# Win 8 loses restore points



## pikespeakbob (Jun 10, 2004)

Tech Support Guy System Info Utility version 1.0.0.2
OS Version: Microsoft Windows 8 Pro, 64 bit
Processor: Intel(R) Core(TM) i7 CPU 920 @ 2.67GHz, Intel64 Family 6 Model 26 Stepping 5
Processor Count: 8
RAM: 24566 Mb
Graphics Card: NVIDIA GeForce GTX 295, 896 Mb
Hard Drives: C: Total - 1898830 MB, Free - 1667352 MB; D: Total - 8817 MB, Free - 3467 MB; E: Total - 1898830 MB, Free - 1743353 MB; F: Total - 8817 MB, Free - 3888 MB; G: Total - 281459 MB, Free - 250456 MB; H: Total - 4690 MB, Free - 3092 MB; I: Total - 953866 MB, Free - 825396 MB;
Motherboard: Alienware, 0H869M
Antivirus: Windows Defender, Disabled

My restore points continue to be lost the next day, I have to enter a manual restore point daily in order to have any at all. In System Properties, System Protection in ON and the disk space usage is 55.75GB.

My Diskeeper 12 is set to not automatic defrag.


----------



## Macboatmaster (Jan 15, 2010)

I know you say that Diskeeper12 is not set for defrag
However I still suspect it is Diskeeper. 
It certainly has a reputation for effecting the restore points, although the product says


> Volume Shadow Copy Service (VSS) Compatibility mode
> Diskeeper offers a VSS compatibility mode. This option minimizes growth of the VSS storage area caused by file movement, and it reduces the chances of older VSS and snapshots being purged.


Personally I would not recommend it installation on 8, I consider IMHO that most of it is completely unnecessary and there are far better ways of accomplishing a lot of what it offers, without the risk

I would therefore as a first step, totally disable it if that is possible, or providing if I am WRONG you have the means to reinstall it, I would uninstall it.

The other possibility is that you are using some other program which may be causing the problem - CCleaner for example

The third possibility is that VSS or other services have been changed from start type by some program which supposedly boosts the computers performance.

The last possible cause, is that you do, although it is not mentioned on the spec have a dual boot.

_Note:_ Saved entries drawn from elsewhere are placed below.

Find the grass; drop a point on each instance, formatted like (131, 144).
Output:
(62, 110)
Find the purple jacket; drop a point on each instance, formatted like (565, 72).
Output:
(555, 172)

I do have such, with 8, 7 and XP (Triple boot) and that indeed will cause it, unless a registry entry is changed, as every time you boot into the older system the restore points on 8 will be deleted.

NOTE
I have just read the whole of the Diskeeper12 website pages and although it is ONLY MY opinion. It is a gimmick, as far as 8 is concerned. We have never had, again in my opinion, an operating system that is so good at managing its own resources . 
The defrag is one of the best Microsoft ever offered.

*The so called performance enhancers with Diskeeper*
1. Faster Boot up Times. New! 
2. Cures and prevents performance-robbing fragmentation before it happens. 
3. Diskeeper with IntelliWrite® is the first solution that will *prevent up to 85% of the fragmentation that causes PC slows, hangs and crashes*. It intelligently writes files all lined up side-by-side so system resources are not wasted by creating fragmentation. The results? Optimum PC speed and reliability
4. Optimizes Solid States Drives. New! 
5. Extends the productive life of your PC by up to 3 years. 
6. Speeds up your anti-virus scans by up to 52%.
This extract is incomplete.